Thomas’ version of that confession is one of the most beautiful the world has ever heard. Undone, stretching out his hands, he finally cries, “My Lord and My God.” And Jesus, accepting the worship that is rightfully his, raises him to his feet and sets him on the path of eternal life.
Kingstrom pivots from the question of idolatry to what she calls “weaponizing” belief, and even “weaponizing Jesus.” The prevailing view of this moment is that it’s alright to believe almost anything (within certain parameters), but the worst thing one can do is say to anyone else, ‘You have to believe this if you want to be saved.” It’s fine, in other words, to join an appreciation for the teachings of Jesus to some kinds of spiritualism, or various other kinds of beliefs, as long as you don’t tell anyone else what they have to do.

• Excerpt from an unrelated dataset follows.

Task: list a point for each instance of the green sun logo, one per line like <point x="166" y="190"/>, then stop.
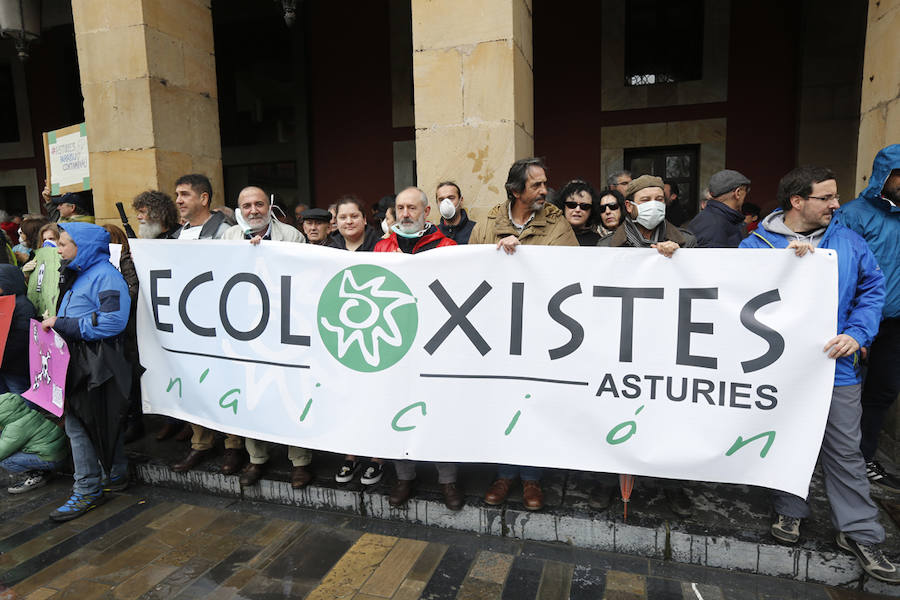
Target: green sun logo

Unhappily for Christians—who, let me say just one more time, are only called that because they worship the Lord Jesus Christ—one of the Sundays on the church calendar is called World Mission Sunday (today) and we have to obey our Lord who tells us to go into every corner of the world and enjoin other people to worship the King. We are commanded to go out and tell the Truth, to call people to the Way of Life. For many who hear the news, it feels painful. The Scriptures liken the Word about Jesus to a sword that pierces into the human heart. The sword is a sharp and bitter instrument. It can be wielded as a weapon to destroy, but when it is the word that comes forth from your mouth, it has the power to bring a deep and true healing, a restoration of the very image that God first impressed upon his creatures.
So anyway, go to church! Worship Jesus! Today is a perfect day to let go of all your idols and put yourself into the hands of the One who loves you!